Abstract

Owing to the increasingly serious problems caused by multidrug resistance in acquired infection pathogens, it has become an urgent need to develop new classes of antibiotics for overcoming the resistance. The present study aims to increase the antimicrobial activity of quinoxaline thiosemicarbazide derivatives by introducing a hydrophobic alkyl chain, an electron-releasing group in the ring, and substitution by some acyclic, cyclic and bicyclic monoterpenes and their antimicrobial evaluation against various strains with molecular docking studies. The lead molecule (1E, 4E)-1-(7-chloro-3-isopropyl- quinoxalin-2(1H)-ylidene) thiosemicarbazide was synthesized and condensed with various monoterpenes to synthesize different derivatives. The structures of compounds were confirmed through IR., NMR & mass spectroscopy.

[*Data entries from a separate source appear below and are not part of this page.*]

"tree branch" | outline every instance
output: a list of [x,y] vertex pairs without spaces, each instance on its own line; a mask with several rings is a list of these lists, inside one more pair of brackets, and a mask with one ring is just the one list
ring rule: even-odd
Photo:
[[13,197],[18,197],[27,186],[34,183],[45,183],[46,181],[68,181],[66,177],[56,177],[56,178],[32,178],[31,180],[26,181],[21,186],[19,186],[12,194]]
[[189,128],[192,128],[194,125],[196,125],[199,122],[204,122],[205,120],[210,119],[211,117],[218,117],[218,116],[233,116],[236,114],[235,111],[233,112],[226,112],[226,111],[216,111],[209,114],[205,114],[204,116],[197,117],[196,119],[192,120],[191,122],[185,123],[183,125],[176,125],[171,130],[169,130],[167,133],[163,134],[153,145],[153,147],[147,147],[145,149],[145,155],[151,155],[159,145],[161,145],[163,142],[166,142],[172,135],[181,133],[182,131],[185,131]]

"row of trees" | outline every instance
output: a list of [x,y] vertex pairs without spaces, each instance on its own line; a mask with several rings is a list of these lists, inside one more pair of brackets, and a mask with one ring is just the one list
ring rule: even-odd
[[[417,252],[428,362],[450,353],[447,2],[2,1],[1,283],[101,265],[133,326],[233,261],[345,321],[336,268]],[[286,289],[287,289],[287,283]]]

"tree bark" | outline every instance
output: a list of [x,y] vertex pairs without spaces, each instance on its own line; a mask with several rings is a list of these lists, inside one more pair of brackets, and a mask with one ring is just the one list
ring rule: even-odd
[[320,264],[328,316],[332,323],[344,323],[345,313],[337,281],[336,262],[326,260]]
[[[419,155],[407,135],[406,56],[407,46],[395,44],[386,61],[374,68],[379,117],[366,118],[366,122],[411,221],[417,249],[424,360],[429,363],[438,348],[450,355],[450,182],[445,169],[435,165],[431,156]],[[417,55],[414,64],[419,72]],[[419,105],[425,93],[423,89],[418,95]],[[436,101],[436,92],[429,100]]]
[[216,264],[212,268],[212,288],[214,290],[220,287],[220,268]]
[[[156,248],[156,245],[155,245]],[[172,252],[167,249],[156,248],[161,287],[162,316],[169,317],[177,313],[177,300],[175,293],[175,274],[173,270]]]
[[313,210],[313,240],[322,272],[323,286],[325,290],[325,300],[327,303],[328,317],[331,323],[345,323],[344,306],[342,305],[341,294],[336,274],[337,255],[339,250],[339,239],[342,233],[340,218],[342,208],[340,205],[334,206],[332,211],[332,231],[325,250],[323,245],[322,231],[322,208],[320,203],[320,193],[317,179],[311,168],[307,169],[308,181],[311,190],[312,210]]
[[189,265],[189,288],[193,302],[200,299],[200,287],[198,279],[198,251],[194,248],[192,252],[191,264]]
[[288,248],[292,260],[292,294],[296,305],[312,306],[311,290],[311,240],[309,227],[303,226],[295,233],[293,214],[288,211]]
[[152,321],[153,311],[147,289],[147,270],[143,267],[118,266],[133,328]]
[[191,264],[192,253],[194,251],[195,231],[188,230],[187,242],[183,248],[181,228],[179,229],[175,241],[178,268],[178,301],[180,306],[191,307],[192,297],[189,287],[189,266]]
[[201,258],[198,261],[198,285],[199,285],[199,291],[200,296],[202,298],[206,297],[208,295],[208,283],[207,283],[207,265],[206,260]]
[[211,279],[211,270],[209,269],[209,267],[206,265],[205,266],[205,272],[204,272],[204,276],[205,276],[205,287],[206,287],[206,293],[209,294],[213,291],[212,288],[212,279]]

The synthesized derivatives were evaluated in vitro for antibacterial and antifungal activities against various strains using the agar dilution method. Molecular docking studies of the derivatives (Va– Vg) were performed to find out essential binding sites against target protein (PDB: 3 FAP, receptor: FKBP 12) using Autodock 4.2. The compounds Va, Vd, Vf & Vg exhibited potent antibacterial and antifungal activity. Among all these compounds Vd was found to exhibit more potent activity against gram +Ve, gram –Ve bacterial and fungal strains at MIC 0.19 μg/ml, 0.39μg/ml, and 1.56 μg/ml respectively. The docking studies of all the compounds exhibit potent binding energy, but the compound Vd exhibit interactive binding energy (-9.98 kcal/mol) to the active pockets of the receptor FKBP12. The compound Vd interacting with various active sites of amino acids of receptors like PHE128, TRP190, TYR26, VAL55, ILE56, PHE99, and TRP59. In terms of structure- activity relationship study it is revealed that the activity profile against bacterial and fungal strains was altered by the formation of monoterpenoid substituted (1E, 4E)-1-(7- chloro-3-isopropylquinoxalin-2(1H)-ylidene) thiosemicar- bazide derivatives. The study reveals that bicyclic monoterpenes substituted compounds exhibit greater activity than cyclic and acyclic. The molecular docking studies also showed that all the compounds exhibit good docking energy to bind and inhibit the FKBP12 receptor.